Question

The angular displacement is
A. a scalar
B. a vector
C. neither ( a ) nor ( b ).
D. either ( a ) or ( b )

Answer 1

Hint: Angular displacement occurs only when curvilinear motion is exhibited. The term angular depicts an angle and the term curvilinear means a curve that can never be depicted without an angle. So in this question to understand what is angular displacement we need to know the concept and how it takes place, what are its units and how it is represented mathematically then only we can find the answer.

Formulas used:
$\theta =\omega t+\dfrac{1}{2}\alpha {{t}^{2}}$

Complete step by step answer:
To understand what is angular displacement we at first need to know the definition of angular displacement and what is the concept behind it?
Angular displacement is actually the shortest angle between the final and initial position for a given object that is having a circular motion about a fixed point.

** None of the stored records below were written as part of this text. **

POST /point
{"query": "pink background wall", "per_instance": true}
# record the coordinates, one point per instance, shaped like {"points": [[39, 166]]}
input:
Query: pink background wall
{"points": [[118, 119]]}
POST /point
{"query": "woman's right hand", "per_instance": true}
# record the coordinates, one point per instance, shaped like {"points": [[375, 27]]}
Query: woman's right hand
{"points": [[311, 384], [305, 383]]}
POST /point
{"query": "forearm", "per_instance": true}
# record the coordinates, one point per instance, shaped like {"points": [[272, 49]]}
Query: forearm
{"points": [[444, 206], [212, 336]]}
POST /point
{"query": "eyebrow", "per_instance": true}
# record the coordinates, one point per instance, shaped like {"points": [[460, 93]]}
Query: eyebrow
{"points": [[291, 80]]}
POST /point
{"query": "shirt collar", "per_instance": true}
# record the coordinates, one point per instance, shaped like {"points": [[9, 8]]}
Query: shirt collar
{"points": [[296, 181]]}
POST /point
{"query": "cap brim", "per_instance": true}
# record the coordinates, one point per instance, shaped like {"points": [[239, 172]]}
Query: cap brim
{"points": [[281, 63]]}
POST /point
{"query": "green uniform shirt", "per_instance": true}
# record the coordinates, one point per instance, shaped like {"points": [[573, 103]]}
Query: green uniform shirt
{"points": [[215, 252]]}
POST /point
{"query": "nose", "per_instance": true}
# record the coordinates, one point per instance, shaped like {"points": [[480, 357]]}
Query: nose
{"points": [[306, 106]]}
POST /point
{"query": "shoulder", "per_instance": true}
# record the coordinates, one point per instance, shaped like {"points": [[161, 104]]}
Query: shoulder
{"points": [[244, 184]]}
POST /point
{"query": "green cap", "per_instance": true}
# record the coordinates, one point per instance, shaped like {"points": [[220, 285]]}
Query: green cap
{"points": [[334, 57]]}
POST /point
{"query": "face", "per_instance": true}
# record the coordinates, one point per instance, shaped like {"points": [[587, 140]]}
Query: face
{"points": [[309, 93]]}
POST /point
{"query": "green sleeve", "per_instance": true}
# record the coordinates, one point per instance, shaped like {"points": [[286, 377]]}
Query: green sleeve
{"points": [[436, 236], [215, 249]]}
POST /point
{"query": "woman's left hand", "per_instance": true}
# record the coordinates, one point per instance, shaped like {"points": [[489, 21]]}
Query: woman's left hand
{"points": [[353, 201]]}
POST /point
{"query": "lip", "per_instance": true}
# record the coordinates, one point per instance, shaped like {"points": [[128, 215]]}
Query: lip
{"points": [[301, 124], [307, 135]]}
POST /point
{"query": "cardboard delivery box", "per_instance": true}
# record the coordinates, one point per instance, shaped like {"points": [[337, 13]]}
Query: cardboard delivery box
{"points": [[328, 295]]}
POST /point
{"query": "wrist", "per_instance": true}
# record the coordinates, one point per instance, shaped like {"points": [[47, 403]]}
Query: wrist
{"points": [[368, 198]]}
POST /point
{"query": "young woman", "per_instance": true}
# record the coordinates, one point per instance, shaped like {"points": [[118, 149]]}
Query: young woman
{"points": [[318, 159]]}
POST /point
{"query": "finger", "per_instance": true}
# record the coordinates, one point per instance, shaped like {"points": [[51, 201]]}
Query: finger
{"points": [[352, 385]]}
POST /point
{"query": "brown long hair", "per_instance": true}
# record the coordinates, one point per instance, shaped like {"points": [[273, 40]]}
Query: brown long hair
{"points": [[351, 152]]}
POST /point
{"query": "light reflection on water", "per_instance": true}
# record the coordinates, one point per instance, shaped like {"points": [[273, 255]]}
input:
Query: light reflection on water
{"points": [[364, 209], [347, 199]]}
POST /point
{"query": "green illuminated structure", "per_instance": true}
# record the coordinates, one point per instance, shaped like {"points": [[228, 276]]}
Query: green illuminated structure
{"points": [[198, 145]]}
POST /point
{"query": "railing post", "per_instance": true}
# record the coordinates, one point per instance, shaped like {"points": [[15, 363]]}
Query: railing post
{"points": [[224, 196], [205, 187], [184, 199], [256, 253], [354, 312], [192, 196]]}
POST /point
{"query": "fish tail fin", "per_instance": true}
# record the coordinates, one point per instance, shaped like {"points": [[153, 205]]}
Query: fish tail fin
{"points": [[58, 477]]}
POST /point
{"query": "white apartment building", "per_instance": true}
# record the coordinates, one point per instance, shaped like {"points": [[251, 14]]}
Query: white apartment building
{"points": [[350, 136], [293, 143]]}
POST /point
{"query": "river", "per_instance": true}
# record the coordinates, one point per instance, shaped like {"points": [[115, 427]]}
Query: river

Angular displacement here is a vector quantity.
So we know that vectors have directions as well as magnitude. We can represent the direction of angular displacement by a circular arrow which is pointing from the initial to the final position. The arrow may be in an anticlockwise or clockwise direction.
We can represent angular displacement mathematically as,
$\theta =\omega t+\dfrac{1}{2}\alpha {{t}^{2}}$
Now, actually the object that is moving and exhibiting angular displacement is actually moving in a fixed axis so we can say that the vector which is denoting angular displacement is an axis vector.
Angular displacement has units as Degree or radians.
Angular displacement is not completely considered as a vector quantity as while calculating the angular displacement it does not follow the law of vector addition. But in some cases like infinitesimal small angles, it follows vectors law of addition.
Based on the above explanation we can say that option D is the correct option.

Note:
In the equation $\theta =\omega t+\dfrac{1}{2}\alpha {{t}^{2}}$,$\theta $ is the angular displacement of the object, $\alpha $ is the angular acceleration , t is the time, $\omega $ is the initial angular velocity, r is the radius of curvature. And if we want to represent distance we use ‘s’. So to solve this question one must remember the mathematical form of the angular displacement as well the definition and concept behind it.